In ancient times, physicians were known for delivering service to humanity with no reciprocal expectation. In today’s world, such charity is unimaginable. Physicians are not born but made of money and desire. Capabilities and consciences are pawned to various compulsions. At a time, they encounter two ends – patients who beg for a remedy and medicine makers who want doctors to sell medicines. Patients are more afraid of doctors’ ill-intentions than their own disorders. That has damaged doctor-patient relationships, as we see in a guru-shishya relationship.
From time immemorial, the practice of law and justice has always been a highly dignified profession like the other two. Lawyers and judges were equally revered figures. In a way, both the classes ought to be philosophers with sound prudence. But most of the time, it is neither with any prudence nor a philosophy, they perform their duties. Judges are untrusted as people disbelieve the system of electing a judge as to the right method. It is ultimately the law-makers, essentially politicians, who have set in place a system of choosing judges and promoting them. Politicians can never be impartial, so could be a system they put in place. Like every human being, judges and lawyers have their own concern about prospects and desires. No one’s desires and dreams can ever be driven by any professional ethics. Everyone always looks for new spaces, new posts and new vistas for rich gains. Many judges have been thus blessed with brighter fortunes by rulers’ generosity, maybe for a favour.

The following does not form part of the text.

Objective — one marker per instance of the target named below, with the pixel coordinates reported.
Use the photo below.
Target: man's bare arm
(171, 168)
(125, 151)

In this process, what we overlook is that a misled approach of a law practitioner has wide social ramification. When the more influential class with money power overrides the justice system at the cost of the legally deprived class, what we call jungle rule takes place. That shaves off all claims of human civility. The disloyalty of judges and lawyers with those who deserve justice topples the spirit of civilisation.
For everything there are exceptions. There are exceptional teachers, doctors and lawyers. It is through them the last iota of the fabulousness of the profession remains. Let us cultivate the nobilities for fabulous harvesting.